One massive advantage we have in the IT world – which makes a significant difference as we incorporate AI – is that the vast bulk of our data is machine-generated telemetry data, using standardized data collection from a handful of the most important operating systems such as Windows, Mac, Linux, and of course TempleOS. Going back to our construction analogy, I would say that this is akin to working with standardized prefabricated bricks rather than having to take found stones and figure out how to put them in place. (On the other hand, user-generated data is notoriously inconsistent, although LLMs are making it easier to use.) One of the great benefits of such comprehensive and clean data is that it can greatly aid the search for complicated interaction effects.
How does this relate to IT use cases? Some of the most frustrating IT tickets appear when a particular chipset produces issues – but only with a particular driver, on a particular motherboard. Such tickets can burn up days of resources and lead to cascades of calls to other teams before a technician notices the components that produce the problem together. Interactions such as this can be O(N**2) or even O(N**3) with the number of possible combinations.
A key benefit of automated ML techniques is that they can scan every possible combination and call suspicious issues to the attention of IT much faster than a human can (assuming that our data collection process gathered the necessary info). It’s important to remember that human expertise is still indispensable; for example, while these automated techniques may be able to identify that a particular VPN server is causing issues, they won’t know that it’s due for an upgrade next month and can be safely ignored for the time being.
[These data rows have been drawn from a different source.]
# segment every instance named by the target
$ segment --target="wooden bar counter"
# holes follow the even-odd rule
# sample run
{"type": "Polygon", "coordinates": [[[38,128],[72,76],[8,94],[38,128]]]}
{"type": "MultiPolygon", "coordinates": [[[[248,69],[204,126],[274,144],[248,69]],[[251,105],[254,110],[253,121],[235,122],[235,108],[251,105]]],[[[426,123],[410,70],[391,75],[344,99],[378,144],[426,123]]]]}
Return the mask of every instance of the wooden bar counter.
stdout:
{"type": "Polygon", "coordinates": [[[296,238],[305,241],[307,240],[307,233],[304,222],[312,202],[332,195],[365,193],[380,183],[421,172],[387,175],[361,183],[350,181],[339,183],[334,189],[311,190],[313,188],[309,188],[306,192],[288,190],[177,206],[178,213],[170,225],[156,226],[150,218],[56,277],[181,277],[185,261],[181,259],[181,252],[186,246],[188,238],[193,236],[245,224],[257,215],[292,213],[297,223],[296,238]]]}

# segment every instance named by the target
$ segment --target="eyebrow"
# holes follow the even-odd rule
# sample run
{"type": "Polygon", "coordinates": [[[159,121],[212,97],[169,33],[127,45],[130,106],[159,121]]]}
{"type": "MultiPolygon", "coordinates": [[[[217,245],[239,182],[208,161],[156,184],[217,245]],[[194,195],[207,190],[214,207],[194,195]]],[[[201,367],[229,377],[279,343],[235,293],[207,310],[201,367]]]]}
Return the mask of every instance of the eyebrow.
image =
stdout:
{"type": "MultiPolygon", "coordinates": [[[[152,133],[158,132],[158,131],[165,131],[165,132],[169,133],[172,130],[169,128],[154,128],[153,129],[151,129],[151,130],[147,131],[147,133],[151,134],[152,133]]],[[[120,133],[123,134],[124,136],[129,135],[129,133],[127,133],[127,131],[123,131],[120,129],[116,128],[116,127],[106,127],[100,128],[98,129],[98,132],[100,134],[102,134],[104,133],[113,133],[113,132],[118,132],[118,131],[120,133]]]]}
One important but under-discussed possibility is that of sharing insights without sharing data. Advances in algorithmic privacy mean it’s possible to share the insights behind the data without sharing the data itself. Much like the way in which meta-analyses in scientific and medical research combine the results of multiple papers to be able to estimate parameters very precisely, it’s possible for AI models to learn from each other without exchanging data. This process can lead to models that are much more accurate than any one estate could produce on its own.
As you build and evolve your IT stack, AI and ML will likely play an increasingly vital role in improving efficiency and other key metrics. Understanding the relationship between AI and your data will help you succeed in achieving your business goals.